The design of the synthetic scaffold enables the gradual dissolution of the synthetic material and promotes optimal ligament cell growth for formation of a neoligament, explains Laurencin. Using a process that he refers to as 3-D polymeric fiber braiding, the team of researchers fabricated a 3-D scaffold by braiding the fibers of the PLLA polymer. This method enables cells to efficiently maneuver around the synthetic material and produce collagen fibers and fresh blood vessels much faster than current methods do. Braiding the ligament also gives the structure strength.
To evaluate the newly bioengineered ligaments, Laurencin’s team conducted a study, published in the February 27 issue of Proceedings of the National Academy of Sciences, using rabbit subjects. The study tested two types of the scaffold: one seeded with cells from the rabbits’ ACLs and one consisting of only the synthetic material. The team surgically replaced each rabbit’s torn ACL with one of the two kinds of scaffolds, using the same surgical procedure that would be used on humans. Each scaffold was designed to be slightly smaller than the original rabbit ACL to permit tissue regeneration to take place: tissue growth in the intra-articular, or joint, portion and cell growth in the portion of the scaffold attached to the bone.
The study was performed using 32 rabbits examined at 4 and 12 weeks–the beginning and end of the crucial period of healing. The results for the seeded scaffold were deemed remarkable by Laurencin, who says that within 48 hours of surgery the rabbits were walking around normally. The study reported collagen and cellular infiltration in the implant at 4 weeks, and at 12 weeks the cells at the edge of the scaffold had generated collagen fibers for the formation of a new ligament. In addition to demonstrating faster, short-term recovery time, the neoligament showed sufficient mechanical strength.

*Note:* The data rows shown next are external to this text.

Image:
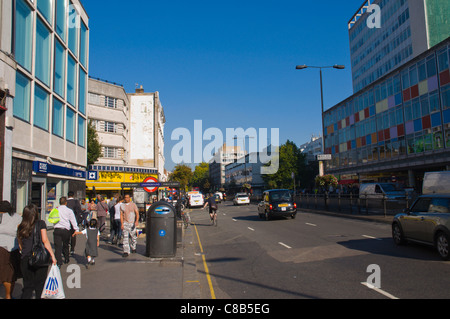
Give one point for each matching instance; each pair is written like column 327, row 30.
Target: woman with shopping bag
column 31, row 233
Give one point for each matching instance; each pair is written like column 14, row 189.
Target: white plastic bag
column 53, row 288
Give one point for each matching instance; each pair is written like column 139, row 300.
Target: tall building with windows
column 407, row 29
column 50, row 43
column 130, row 128
column 396, row 128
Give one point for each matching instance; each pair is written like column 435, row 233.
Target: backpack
column 54, row 216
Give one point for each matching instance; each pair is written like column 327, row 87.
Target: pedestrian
column 9, row 248
column 102, row 212
column 92, row 242
column 62, row 232
column 33, row 278
column 116, row 225
column 75, row 206
column 129, row 219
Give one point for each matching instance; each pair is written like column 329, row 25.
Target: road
column 313, row 256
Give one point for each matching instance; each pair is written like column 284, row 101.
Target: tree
column 94, row 149
column 183, row 174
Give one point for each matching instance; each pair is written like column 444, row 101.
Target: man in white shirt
column 62, row 233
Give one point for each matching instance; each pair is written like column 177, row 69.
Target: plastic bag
column 53, row 288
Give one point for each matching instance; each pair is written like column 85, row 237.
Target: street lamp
column 338, row 67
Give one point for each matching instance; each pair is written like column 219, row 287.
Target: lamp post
column 338, row 67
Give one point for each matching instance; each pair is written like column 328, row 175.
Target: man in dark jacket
column 75, row 206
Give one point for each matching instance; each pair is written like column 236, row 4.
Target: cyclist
column 211, row 202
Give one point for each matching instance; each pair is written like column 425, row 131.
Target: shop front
column 44, row 184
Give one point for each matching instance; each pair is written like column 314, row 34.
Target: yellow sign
column 113, row 180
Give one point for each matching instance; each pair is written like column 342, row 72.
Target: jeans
column 116, row 230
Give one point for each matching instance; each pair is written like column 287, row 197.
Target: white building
column 224, row 156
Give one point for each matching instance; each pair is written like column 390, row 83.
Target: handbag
column 40, row 257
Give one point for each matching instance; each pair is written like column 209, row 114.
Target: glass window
column 45, row 7
column 82, row 92
column 58, row 118
column 83, row 44
column 71, row 80
column 60, row 67
column 443, row 60
column 21, row 108
column 40, row 107
column 73, row 34
column 42, row 52
column 81, row 131
column 70, row 125
column 61, row 19
column 431, row 66
column 434, row 102
column 23, row 35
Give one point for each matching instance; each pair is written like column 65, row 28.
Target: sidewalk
column 134, row 277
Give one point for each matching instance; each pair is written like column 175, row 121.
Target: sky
column 229, row 63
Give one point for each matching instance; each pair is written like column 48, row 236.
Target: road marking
column 284, row 245
column 208, row 277
column 380, row 291
column 371, row 237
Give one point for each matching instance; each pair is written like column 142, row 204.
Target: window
column 70, row 125
column 40, row 107
column 45, row 7
column 83, row 44
column 21, row 108
column 82, row 92
column 61, row 19
column 58, row 118
column 73, row 34
column 71, row 80
column 42, row 52
column 60, row 67
column 23, row 33
column 81, row 131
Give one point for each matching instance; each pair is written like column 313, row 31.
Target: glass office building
column 49, row 145
column 407, row 29
column 398, row 127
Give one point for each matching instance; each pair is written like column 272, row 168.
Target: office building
column 407, row 29
column 225, row 155
column 396, row 128
column 50, row 42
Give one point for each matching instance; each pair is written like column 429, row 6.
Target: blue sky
column 228, row 63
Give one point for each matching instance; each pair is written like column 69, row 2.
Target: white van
column 196, row 200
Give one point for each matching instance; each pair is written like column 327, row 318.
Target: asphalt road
column 312, row 256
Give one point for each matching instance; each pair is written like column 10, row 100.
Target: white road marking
column 380, row 291
column 284, row 245
column 371, row 237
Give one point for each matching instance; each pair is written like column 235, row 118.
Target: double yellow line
column 208, row 277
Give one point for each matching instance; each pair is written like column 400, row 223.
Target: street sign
column 324, row 157
column 152, row 184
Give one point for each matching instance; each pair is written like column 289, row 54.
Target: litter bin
column 161, row 231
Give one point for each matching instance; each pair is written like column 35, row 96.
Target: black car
column 277, row 203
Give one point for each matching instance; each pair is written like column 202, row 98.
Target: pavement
column 141, row 277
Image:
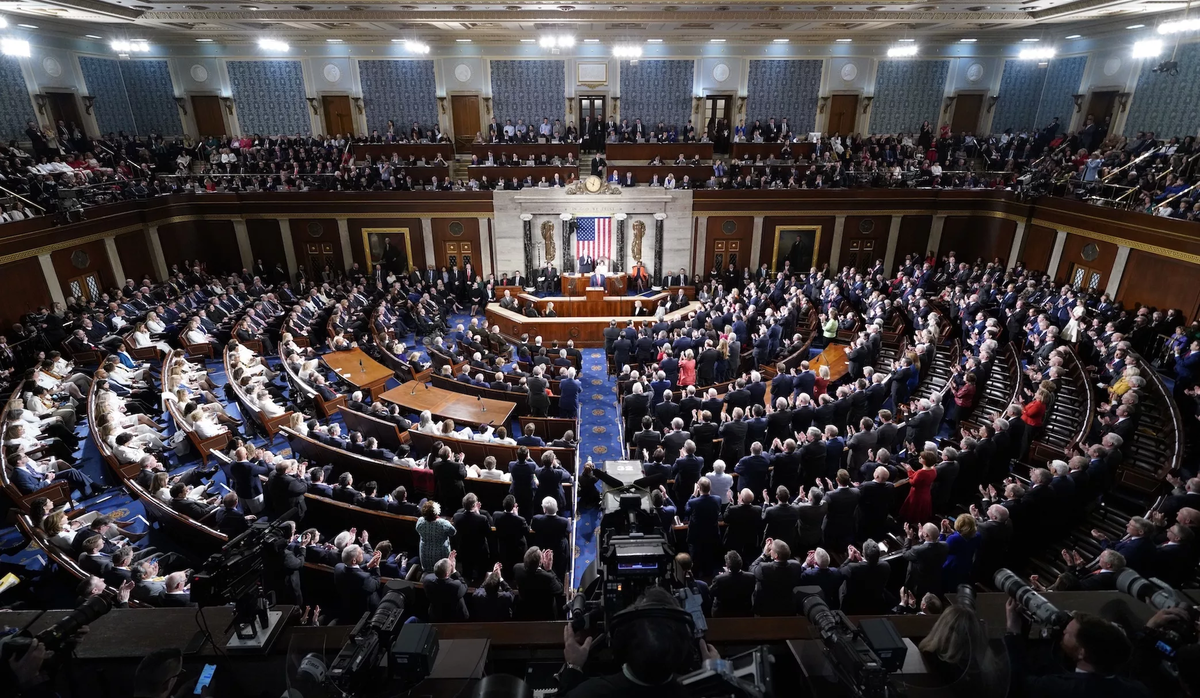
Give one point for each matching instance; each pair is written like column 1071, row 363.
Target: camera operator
column 654, row 653
column 1095, row 648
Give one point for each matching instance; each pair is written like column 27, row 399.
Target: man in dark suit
column 732, row 590
column 777, row 575
column 473, row 527
column 924, row 559
column 357, row 584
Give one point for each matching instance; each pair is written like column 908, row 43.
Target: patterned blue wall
column 402, row 91
column 783, row 89
column 655, row 90
column 1063, row 78
column 16, row 108
column 112, row 107
column 151, row 97
column 269, row 97
column 528, row 90
column 907, row 92
column 1168, row 106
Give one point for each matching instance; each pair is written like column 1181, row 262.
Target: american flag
column 593, row 238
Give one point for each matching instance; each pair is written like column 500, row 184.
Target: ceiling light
column 15, row 47
column 1151, row 48
column 1179, row 26
column 1036, row 54
column 132, row 46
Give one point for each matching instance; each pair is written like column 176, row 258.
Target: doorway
column 465, row 113
column 317, row 257
column 843, row 115
column 209, row 119
column 718, row 120
column 966, row 114
column 1101, row 107
column 65, row 108
column 339, row 118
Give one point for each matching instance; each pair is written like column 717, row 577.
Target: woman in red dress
column 918, row 507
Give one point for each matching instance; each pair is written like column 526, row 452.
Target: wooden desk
column 384, row 150
column 645, row 173
column 463, row 409
column 523, row 150
column 575, row 284
column 521, row 173
column 359, row 369
column 834, row 356
column 646, row 151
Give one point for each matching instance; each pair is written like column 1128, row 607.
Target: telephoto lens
column 1036, row 605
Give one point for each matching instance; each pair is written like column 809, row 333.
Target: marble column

“This is the first tissue-engineered matrix for ACL to demonstrate such substantial neoligament formation, in terms of both vascularity and collagen formation,” says Laurencin. “This provides hope for being able to regenerate the ACL in humans and will hopefully pave the way for new treatment paradigms of patients.”

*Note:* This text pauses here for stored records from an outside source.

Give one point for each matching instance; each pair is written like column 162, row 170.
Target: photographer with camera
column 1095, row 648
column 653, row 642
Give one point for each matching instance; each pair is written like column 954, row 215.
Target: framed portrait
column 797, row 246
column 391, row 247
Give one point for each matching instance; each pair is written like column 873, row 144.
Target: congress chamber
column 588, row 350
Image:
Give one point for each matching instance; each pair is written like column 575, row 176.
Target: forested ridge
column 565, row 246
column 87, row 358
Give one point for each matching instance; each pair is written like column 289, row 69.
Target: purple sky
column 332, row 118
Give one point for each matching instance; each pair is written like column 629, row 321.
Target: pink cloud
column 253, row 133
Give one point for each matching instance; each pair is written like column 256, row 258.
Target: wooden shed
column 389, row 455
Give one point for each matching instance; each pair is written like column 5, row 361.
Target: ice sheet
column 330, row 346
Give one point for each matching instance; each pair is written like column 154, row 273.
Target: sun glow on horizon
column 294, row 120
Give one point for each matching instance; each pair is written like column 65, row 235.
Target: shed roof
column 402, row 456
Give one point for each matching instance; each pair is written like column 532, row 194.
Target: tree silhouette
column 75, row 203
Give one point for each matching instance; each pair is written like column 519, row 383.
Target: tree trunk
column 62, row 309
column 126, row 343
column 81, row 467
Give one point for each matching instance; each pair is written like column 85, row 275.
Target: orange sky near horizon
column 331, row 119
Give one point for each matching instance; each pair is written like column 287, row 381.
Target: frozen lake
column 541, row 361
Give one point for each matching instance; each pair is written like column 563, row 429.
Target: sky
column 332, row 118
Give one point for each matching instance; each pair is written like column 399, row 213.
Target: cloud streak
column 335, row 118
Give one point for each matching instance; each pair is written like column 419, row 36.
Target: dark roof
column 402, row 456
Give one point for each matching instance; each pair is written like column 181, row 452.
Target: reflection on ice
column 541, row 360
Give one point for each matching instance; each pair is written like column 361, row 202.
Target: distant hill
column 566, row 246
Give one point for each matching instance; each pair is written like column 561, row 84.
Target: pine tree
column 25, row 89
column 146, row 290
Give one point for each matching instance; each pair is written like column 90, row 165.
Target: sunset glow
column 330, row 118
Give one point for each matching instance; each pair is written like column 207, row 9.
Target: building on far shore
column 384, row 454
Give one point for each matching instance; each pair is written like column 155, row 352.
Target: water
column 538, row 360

Although Laurencin’s preliminary findings are promising, a few of the rabbits in the seeded group, and almost all of the rabbits in the unseeded group, suffered ruptured ligaments, possibly because rabbits, unlike humans, do not adhere to a physical-therapy schedule, nor are they used to protecting their ligaments. Laurencin plans on continuing to monitor the rabbits and will perform a follow-up study with larger animals and, eventually, humans.
For athletes like Palmer, the system could be the difference between having a great career and a mediocre one.